Gemini 3.5 Transcribe de Google convertit la parole en texte en 85 langues et corrige automatiquement les hésitations
Google a dévoilé Gemini 3.5 Transcribe, un nouveau modèle de reconnaissance vocale capable de convertir la parole en texte dans plus de 85 langues. L'outil se distingue par sa capacité à supprimer automatiquement les mots de remplissage et à corriger les hésitations ou lapsus de l'utilisateur en temps réel. En mode streaming, le modèle atteint un taux d'erreur de mots de seulement 4,0 %, un score qui témoigne d'une précision élevée pour ce type de transcription en direct. Surtout, Google annonce une latence réduite de 70 % par rapport à son prédécesseur, Chirp 3, ce qui rend les transcriptions quasi instantanées. Le modèle intègre également une fonction d'appel d'outils (function calling) lui permettant de déléguer certaines tâches à d'autres modèles de la famille Gemini.
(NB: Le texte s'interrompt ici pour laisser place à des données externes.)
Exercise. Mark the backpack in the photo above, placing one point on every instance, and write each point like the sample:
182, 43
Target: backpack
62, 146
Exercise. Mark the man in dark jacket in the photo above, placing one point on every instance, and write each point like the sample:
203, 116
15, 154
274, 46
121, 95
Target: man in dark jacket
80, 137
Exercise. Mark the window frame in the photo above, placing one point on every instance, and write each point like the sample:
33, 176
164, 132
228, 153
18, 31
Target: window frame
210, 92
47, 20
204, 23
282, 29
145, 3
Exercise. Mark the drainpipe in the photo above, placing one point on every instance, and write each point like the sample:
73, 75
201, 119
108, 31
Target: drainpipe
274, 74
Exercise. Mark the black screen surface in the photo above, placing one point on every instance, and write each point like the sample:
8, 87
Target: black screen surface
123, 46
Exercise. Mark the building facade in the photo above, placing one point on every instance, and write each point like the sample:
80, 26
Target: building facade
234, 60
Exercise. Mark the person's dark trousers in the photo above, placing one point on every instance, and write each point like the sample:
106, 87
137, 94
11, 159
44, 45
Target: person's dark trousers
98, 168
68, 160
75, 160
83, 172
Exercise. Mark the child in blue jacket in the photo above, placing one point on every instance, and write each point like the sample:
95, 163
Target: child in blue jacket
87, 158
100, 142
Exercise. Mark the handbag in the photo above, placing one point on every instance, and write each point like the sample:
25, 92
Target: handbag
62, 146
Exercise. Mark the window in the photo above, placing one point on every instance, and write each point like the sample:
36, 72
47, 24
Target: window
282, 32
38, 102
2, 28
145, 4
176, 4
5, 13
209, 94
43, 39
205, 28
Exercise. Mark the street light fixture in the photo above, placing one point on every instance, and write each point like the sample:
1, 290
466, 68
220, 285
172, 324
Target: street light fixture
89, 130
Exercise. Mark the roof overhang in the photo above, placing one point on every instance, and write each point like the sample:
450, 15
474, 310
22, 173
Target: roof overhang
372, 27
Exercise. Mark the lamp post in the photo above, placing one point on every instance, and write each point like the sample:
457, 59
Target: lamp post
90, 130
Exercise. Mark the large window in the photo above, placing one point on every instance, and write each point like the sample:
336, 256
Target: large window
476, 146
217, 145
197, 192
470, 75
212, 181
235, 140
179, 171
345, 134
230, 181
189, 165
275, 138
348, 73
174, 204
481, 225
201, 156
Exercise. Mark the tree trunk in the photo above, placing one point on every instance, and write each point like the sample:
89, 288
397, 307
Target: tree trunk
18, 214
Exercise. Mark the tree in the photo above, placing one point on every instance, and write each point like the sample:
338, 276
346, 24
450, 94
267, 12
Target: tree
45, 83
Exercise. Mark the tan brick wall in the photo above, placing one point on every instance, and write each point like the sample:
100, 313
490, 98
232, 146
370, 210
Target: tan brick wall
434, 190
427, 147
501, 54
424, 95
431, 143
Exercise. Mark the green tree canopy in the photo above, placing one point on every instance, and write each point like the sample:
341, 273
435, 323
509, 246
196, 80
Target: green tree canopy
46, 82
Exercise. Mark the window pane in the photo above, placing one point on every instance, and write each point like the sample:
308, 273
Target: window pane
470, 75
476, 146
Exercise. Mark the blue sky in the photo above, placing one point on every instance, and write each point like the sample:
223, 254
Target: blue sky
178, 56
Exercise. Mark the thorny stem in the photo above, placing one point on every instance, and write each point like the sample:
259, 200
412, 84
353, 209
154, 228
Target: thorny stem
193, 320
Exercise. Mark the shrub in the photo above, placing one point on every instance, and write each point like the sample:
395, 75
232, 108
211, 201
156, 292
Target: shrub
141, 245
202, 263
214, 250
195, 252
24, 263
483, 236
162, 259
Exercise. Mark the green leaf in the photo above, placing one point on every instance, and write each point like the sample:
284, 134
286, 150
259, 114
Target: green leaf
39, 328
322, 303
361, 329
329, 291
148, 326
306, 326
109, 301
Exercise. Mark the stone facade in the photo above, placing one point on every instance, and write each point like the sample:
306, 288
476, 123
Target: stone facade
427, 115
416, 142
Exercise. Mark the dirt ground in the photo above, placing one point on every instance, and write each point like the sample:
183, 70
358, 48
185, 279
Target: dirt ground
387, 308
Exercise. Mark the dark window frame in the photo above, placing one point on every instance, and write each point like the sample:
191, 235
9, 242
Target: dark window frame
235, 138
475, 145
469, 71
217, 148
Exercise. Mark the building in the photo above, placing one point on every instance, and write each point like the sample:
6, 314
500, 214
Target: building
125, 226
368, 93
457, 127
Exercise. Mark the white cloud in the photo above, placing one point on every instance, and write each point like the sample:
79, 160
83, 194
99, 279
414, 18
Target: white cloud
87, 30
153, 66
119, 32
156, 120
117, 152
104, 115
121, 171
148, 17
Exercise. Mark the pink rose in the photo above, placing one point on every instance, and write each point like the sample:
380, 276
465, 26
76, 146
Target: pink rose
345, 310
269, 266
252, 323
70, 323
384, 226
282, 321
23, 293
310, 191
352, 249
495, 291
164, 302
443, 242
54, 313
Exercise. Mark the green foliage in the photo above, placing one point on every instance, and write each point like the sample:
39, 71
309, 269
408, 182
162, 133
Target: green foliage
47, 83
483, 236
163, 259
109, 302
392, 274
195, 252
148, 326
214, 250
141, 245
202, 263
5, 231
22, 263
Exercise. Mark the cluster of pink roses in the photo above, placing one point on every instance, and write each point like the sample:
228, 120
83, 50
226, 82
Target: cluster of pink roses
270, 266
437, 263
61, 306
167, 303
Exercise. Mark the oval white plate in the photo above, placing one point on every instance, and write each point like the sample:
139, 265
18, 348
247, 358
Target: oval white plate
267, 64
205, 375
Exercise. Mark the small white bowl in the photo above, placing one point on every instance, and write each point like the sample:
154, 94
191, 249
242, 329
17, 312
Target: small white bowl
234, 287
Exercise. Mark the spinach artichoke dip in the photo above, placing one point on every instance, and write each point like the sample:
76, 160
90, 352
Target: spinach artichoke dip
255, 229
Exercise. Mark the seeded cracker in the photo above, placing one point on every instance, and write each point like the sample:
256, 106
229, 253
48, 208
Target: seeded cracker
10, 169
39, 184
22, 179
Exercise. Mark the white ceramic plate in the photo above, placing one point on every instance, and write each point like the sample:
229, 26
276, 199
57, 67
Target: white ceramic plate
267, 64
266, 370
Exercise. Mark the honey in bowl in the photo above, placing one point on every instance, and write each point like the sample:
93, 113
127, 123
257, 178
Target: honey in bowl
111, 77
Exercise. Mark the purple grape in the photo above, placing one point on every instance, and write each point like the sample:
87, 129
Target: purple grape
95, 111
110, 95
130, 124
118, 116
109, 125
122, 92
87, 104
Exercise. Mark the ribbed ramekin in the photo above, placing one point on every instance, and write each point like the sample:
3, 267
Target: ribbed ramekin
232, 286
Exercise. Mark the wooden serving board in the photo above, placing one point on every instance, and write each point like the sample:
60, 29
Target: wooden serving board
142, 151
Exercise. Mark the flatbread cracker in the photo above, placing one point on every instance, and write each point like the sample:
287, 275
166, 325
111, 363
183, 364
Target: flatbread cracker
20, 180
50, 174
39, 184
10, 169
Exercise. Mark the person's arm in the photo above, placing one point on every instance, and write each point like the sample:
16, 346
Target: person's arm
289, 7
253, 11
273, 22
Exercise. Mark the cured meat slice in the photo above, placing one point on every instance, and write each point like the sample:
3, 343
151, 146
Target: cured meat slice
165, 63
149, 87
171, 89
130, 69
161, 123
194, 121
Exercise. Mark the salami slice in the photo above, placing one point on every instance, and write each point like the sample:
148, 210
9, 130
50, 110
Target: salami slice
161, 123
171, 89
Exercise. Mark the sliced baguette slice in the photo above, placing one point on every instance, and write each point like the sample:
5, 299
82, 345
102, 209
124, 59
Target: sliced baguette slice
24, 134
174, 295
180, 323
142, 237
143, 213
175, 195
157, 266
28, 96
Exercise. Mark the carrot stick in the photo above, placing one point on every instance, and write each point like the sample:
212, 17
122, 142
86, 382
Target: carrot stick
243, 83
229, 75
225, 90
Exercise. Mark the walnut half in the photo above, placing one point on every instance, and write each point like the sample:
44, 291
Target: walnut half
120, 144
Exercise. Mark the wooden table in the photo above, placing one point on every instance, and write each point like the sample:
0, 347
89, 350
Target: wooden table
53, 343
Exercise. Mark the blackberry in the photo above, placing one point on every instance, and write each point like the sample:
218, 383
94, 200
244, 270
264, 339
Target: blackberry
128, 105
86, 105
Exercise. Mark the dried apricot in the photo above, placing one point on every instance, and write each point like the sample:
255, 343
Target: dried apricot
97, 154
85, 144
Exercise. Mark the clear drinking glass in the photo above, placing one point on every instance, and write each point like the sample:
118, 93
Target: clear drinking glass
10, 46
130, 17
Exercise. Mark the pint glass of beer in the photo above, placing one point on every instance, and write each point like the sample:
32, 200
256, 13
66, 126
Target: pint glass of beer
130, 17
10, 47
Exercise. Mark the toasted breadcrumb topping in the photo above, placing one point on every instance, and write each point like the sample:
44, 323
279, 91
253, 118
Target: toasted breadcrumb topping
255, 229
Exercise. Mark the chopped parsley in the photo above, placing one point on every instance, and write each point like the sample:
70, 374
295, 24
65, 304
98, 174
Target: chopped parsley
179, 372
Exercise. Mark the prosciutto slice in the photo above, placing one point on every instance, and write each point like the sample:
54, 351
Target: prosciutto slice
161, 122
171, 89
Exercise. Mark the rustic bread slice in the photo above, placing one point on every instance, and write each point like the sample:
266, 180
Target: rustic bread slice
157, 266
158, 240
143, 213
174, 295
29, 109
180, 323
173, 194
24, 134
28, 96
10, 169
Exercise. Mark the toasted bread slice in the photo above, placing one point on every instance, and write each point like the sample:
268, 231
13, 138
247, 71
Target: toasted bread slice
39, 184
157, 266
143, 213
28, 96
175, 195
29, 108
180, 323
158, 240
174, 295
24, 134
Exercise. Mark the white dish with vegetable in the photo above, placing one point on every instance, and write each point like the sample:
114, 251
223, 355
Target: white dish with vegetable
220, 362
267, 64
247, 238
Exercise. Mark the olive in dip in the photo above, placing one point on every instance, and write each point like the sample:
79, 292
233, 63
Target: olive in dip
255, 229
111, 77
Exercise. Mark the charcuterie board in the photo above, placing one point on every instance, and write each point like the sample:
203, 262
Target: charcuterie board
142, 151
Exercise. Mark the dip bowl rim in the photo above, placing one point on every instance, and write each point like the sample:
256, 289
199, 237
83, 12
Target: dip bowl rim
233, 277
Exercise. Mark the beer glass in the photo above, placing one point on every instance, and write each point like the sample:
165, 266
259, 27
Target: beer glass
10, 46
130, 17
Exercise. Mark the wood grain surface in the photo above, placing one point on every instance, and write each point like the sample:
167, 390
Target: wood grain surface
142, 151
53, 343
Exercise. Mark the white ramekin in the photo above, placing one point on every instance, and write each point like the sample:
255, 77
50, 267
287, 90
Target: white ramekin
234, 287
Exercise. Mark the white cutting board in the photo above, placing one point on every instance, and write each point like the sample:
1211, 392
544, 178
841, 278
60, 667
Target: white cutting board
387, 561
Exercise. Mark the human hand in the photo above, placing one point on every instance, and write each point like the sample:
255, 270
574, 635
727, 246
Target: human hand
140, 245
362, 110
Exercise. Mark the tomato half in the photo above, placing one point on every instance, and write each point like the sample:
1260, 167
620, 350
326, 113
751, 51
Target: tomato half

Résumé et traduction réalisés par Le Fil IA à partir de The Decoder. Lire l'article original →
Cette avancée est significative pour toutes les applications reposant sur la transcription vocale en direct, des assistants virtuels aux outils de sous-titrage automatique, en passant par les logiciels de dictée professionnelle. Une latence divisée par plus de deux change concrètement l'expérience utilisateur : les échanges vocaux avec des assistants IA deviennent plus fluides et naturels, se rapprochant d'une conversation humaine. La correction automatique des hésitations et le nettoyage du texte parlé simplifient aussi le travail des développeurs qui exploitent ces transcriptions comme entrée pour d'autres systèmes, notamment via l'appel de fonctions vers d'autres modèles Gemini.
Ce lancement s'inscrit dans la compétition intense que se livrent les grands acteurs de l'IA sur la reconnaissance vocale multilingue, un domaine longtemps dominé par des solutions comme Whisper d'OpenAI. En misant sur la couverture linguistique, la vitesse et la précision simultanément, Google cherche à consolider sa position dans l'écosystème Gemini, où la voix devient une interface de plus en plus centrale pour interagir avec les modèles d'intelligence artificielle au quotidien.